War on drugs is an insane failure

We're not learning from mistakes and success of past

Legalize drugs? Curiously, support can be found in the words of drug war
advocates.

"Corruption among law enforcement agency personnel continues to be a major
impediment to cooperative investigations. Law enforcement initiatives
appear to have had only a slight, if any, impact on drug transportation and
distribution organizations..." Jane C. Maxwell, Texas Commission on
Alcohol and Drug Abuse, June 1996.

"Historically, prohibitions have not been effective and are always very
costly to support." City Judge John Roberts, Waco, January 1997.

"At best we will stop 10 percent of all illegal drugs bound for U.S. soil.
The ten percent interdiction rate is supposed to deter the 90 percent
success rate." Brad Watson, DEA, Heart of Texas Area Drug Task Force, 1995.

"This is not a war that can be won in a year or so. It's not a battle where
we can achieve total victory." Gen. Barry R. McCaffrey, national drug
czar, 1996.

"The definition of insanity is doing the same old thing over and over again
and expecting a different result." candidate Bill Clinton, July 1992.

The war on drugs, by definition, is insanity. By their own admission, drug
war advocates are impractical visionaries committed to unsound strategy.

Year after year, "over and over again," drug war strategists continue
assertions that legalization would be admitting failure. Changing strategy
is not failure. Failure to change unsuccessful strategy is failure.

Legalization's gains

Legalization is not failure. Legalization is a proven success. For example,
nicotine is a drug with a very high potential for addiction. In the past 25
years, addictive use of illegal drugs has not changed, but addictive use of
nicotine has been cut in half without sending one person to prison or
vowing to stop the drug at its source.

In the 1500's, many European countries experimented with tobacco
prohibition. Tobacco was illegal and the death penalty was imposed for mere
possession. Tobacco use increased.

The zero tolerance policy for tobacco failed as criminal penalties for drug
use typically do. Americans are quick to recognize the folly of forcing
legal drugs into the illicit market through prohibition.
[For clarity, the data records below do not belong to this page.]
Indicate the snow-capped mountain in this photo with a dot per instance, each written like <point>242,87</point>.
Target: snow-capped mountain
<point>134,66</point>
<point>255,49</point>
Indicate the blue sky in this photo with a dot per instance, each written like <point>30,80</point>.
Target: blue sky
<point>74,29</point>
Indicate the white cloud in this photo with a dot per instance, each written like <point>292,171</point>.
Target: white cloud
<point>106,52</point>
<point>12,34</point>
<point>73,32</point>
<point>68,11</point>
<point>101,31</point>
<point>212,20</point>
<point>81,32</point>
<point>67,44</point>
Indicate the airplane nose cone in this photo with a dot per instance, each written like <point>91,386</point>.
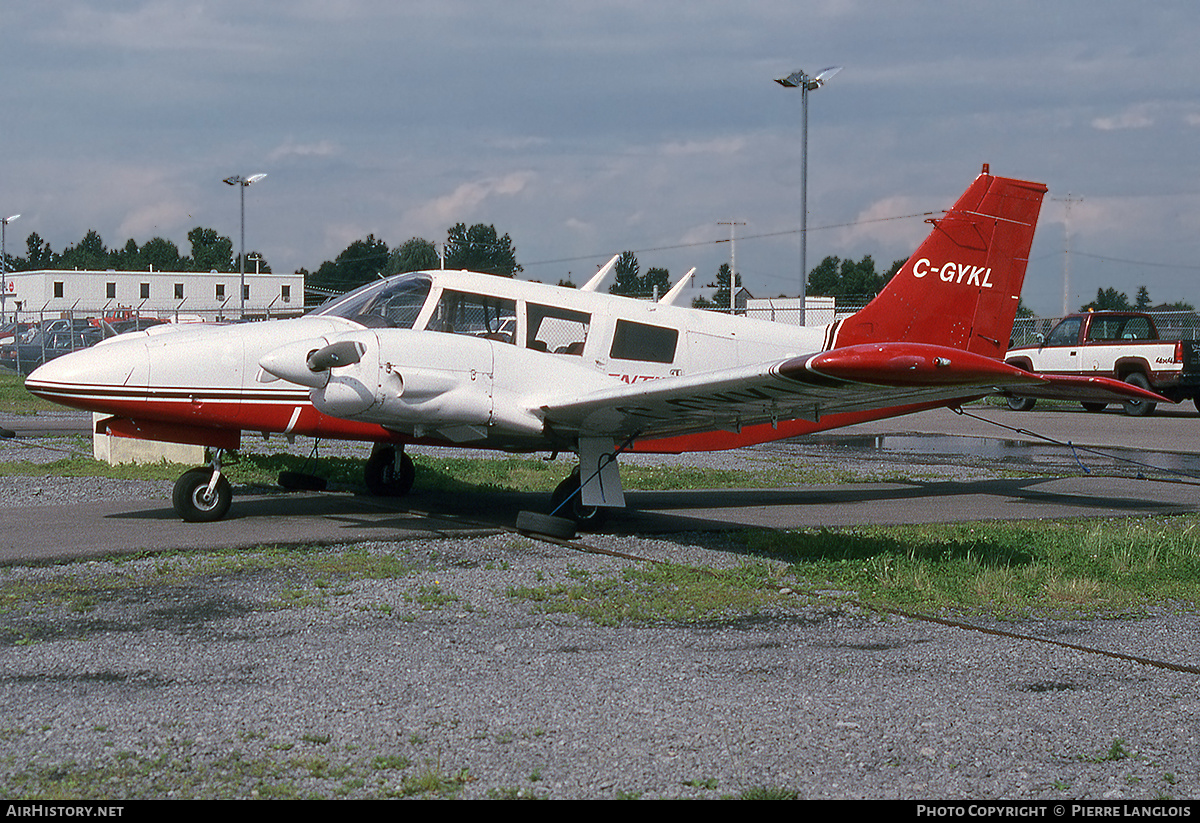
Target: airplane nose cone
<point>87,378</point>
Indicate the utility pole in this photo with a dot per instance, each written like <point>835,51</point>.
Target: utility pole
<point>1066,251</point>
<point>733,262</point>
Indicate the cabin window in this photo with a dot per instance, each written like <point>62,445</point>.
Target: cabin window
<point>637,341</point>
<point>475,314</point>
<point>1119,328</point>
<point>1066,332</point>
<point>390,304</point>
<point>557,330</point>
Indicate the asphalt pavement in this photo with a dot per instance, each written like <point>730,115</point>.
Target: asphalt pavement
<point>931,467</point>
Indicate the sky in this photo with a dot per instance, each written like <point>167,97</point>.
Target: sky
<point>583,130</point>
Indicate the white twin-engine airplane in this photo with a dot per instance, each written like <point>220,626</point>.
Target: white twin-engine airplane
<point>462,359</point>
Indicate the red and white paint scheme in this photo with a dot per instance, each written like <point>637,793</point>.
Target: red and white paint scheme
<point>455,358</point>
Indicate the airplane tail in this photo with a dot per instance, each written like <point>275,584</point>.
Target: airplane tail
<point>960,288</point>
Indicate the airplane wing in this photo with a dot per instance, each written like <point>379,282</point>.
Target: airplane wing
<point>855,378</point>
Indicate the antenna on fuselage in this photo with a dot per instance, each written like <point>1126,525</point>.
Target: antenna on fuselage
<point>594,283</point>
<point>671,296</point>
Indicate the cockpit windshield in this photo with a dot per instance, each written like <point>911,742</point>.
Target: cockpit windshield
<point>388,304</point>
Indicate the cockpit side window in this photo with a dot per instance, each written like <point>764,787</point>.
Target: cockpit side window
<point>637,341</point>
<point>389,304</point>
<point>556,330</point>
<point>475,314</point>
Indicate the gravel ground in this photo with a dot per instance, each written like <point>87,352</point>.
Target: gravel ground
<point>306,676</point>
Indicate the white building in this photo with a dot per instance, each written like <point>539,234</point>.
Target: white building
<point>165,294</point>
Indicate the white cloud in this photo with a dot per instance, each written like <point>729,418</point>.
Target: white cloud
<point>1135,116</point>
<point>319,149</point>
<point>465,202</point>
One benefit of legalization will include a restricted clinic based system.
Clinics of this nature provide safe treatment for existing drug abusers as
well as proven methods of reducing use.

Such a system worked in Shreveport, from 1919 to 1923, and dried up the
illicit market. Crime dropped and many of the addicts were able to be
employed.

Far more accurate data concerning responsible use as well as addiction will
emerge leading to a better understanding of drug use.

Beneficial uses

All drugs have the potential to restore health or remove health depending
on how we use them. For example, for over 20 years the U.S. Government has
been quietly supplying eight Americans with marijuana to be smoked for
medical purposes. These eight Americans are using marijuana responsibly and
many are gainfully employed.

The primary defense against drug abuse is found in individual
responsibility, not in the warmonger mentality of those opposed to
legalization. Resources would be best spent in education and prevention
programs that help our children make the selfmotivated choices necessary
in understanding the consequences of drug use.

We can teach our children and ourselves protection from drug abuse. We
cannot protect anyone from the madness inherent in a market dominated by
illegal drug profiteers and war insanity.

Waco resident John Wilson, who says he uses marijuana under a doctor's
recommendation, is active in the effort to legalize medicinal marijuana.